I can understand your objection, though; it does seem wrong that you get different things out of the same URI. However, you should almost always get HTML out of plato.html, and RDF out of plato.rdf. All the conneg is doing is making sure you can see an abstract thing in the best way possible, according to what you've told the server you can understand. "

Richard is pretty good in convincing me, cause he uses the right arguments: it's for the people, dummy, and the machines can work it out anyway.

I still totally stick to the recommendations I gave yesterday. But just as I am writing, and rereading it all, I am starting to change my mind on content negotiation. Maybe it is a good thing. I will have to think about it some more, and as soon as I come to a solution, I will bother you with it again. I still have a gut feeling about it that tells me 'no', but the reasons given sound very convincing and I agree with most of them, so heck, let's medidate on this as soon as I find a few hours to spare.

Big thanks to Richard and his thoughts, anyway. I hope this discussion helps you to make up your own mind as well.

Tuesday, January 11, 2005

What's in a name - Part 6

In this series we learned how to make URIs for entities.
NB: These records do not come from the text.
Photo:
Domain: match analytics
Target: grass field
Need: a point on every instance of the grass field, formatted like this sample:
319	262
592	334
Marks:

I know there's a big discussion flaring up every few weeks or so, if we should use fragment identifier or not. For me, this question is pretty much settled. Using a fragment identifier has the advantage of giving you the ability of providing a human readable page for those few lost souls who look up the URI, so maybe it's a tad nicer than using no fragment identifier and returning 404s. Not using fragids has the advantage of probably reducing bandwidth - but this discussion should be more or less academic, because looking up URIs, as we have seen, should not happen.
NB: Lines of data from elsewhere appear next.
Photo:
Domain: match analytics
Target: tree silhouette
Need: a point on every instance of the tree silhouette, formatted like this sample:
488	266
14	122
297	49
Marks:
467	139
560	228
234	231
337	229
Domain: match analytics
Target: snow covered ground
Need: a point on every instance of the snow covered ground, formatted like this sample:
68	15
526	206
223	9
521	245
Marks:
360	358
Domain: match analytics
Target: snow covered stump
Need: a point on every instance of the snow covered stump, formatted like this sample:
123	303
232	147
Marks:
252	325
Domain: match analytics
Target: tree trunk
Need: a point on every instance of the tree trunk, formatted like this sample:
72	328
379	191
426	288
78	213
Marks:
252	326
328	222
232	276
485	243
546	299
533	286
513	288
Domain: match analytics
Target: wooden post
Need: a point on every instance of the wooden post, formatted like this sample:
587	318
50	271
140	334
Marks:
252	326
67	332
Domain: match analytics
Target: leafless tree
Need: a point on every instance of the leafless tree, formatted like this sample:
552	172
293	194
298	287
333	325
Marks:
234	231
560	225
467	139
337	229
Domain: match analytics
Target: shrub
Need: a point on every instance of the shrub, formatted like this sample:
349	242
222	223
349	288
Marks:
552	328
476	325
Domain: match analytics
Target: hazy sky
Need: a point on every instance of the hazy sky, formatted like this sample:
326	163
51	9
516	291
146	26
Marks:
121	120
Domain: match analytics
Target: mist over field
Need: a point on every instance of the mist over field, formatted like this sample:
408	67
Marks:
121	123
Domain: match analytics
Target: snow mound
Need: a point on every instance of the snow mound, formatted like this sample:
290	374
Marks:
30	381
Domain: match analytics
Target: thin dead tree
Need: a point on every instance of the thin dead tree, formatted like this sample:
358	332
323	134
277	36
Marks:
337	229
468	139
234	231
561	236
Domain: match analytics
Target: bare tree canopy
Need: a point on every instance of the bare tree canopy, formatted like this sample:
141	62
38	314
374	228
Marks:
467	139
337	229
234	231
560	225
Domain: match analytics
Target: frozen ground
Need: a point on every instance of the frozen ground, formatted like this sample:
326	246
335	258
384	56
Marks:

There is some talking about different representations, negotiating media-types, returning RDF in one, XHTML in the other case, but to be honest, I think that's far too complicated. And you would need to use another web server and extensions to HTTP to make this real, which doesn't really help the advent of the Semantic Web. Look at Nokias URIQA project for more information.

Keep this rules in mind, and everything should be fine:
  • be careful to use unused URIs if you reference a new entity. Take one from an URI space you have control of, so that URI collision won't appear
  • don't put a website under the URI you used to to name an entity. That would lead to URI collision
  • try to make nice looking URIs, but don't try to hard. They are supposed to be hidden by the application anyway
  • provide rdfs:label and rdfs:seeAlso instead. This solves everyhting you would want to try to solve with URI naming, but in a standard compliant way
  • give your resources URIs. Please. So that other can reference them more easily.
I should emphasise the last one more. Especially using RDF/XML-Syntax easily leads to anonymous nodes, which are a pain in the ass because they are hard or impossible to address. Especially, don't use rdf:nodeID. They don't give your node an ID that's visible to the outer world. This is just a local name. Don't use it, please.
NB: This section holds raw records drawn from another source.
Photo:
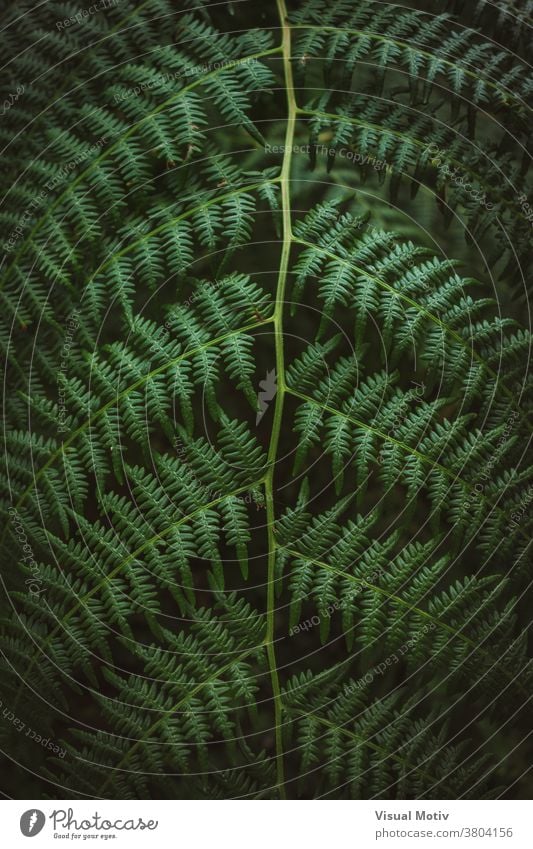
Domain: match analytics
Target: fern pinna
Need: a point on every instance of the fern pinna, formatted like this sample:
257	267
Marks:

The second is using them like this:
<foaf:person about="me">
<foaf:knows>
<foaf:Person>
<foaf:name>J. Random User</foaf:name>
</foaf:Person>
</foaf:knows>
</foaf:Person>
Actually, the Person known to "me" is an anonymous one. You can't refer to her. Again, try to avoid that. If you can, look up the URI the person gave to herself in her own FOAF-file. Or give her a name in your own URI-space. Don't be afraid, you won't run out of it.

Another very interesting approach is to use published subjects. I will return to this in another blog, promised, but so long: never forget, there is owl:sameAs to make two URIs point to the same thing, so don't mind too much if you doublename something.

Well, that's it. I hope you enjoyed the series, and that you learned a bit from it. Looking forward to your comments, and your questions.

Monday, January 10, 2005

What's in a name - Part 5

After calling Plato an XML-Element, making movies out of websites and having several accidents with careless URIs, it seems we return to the very beginning of this series.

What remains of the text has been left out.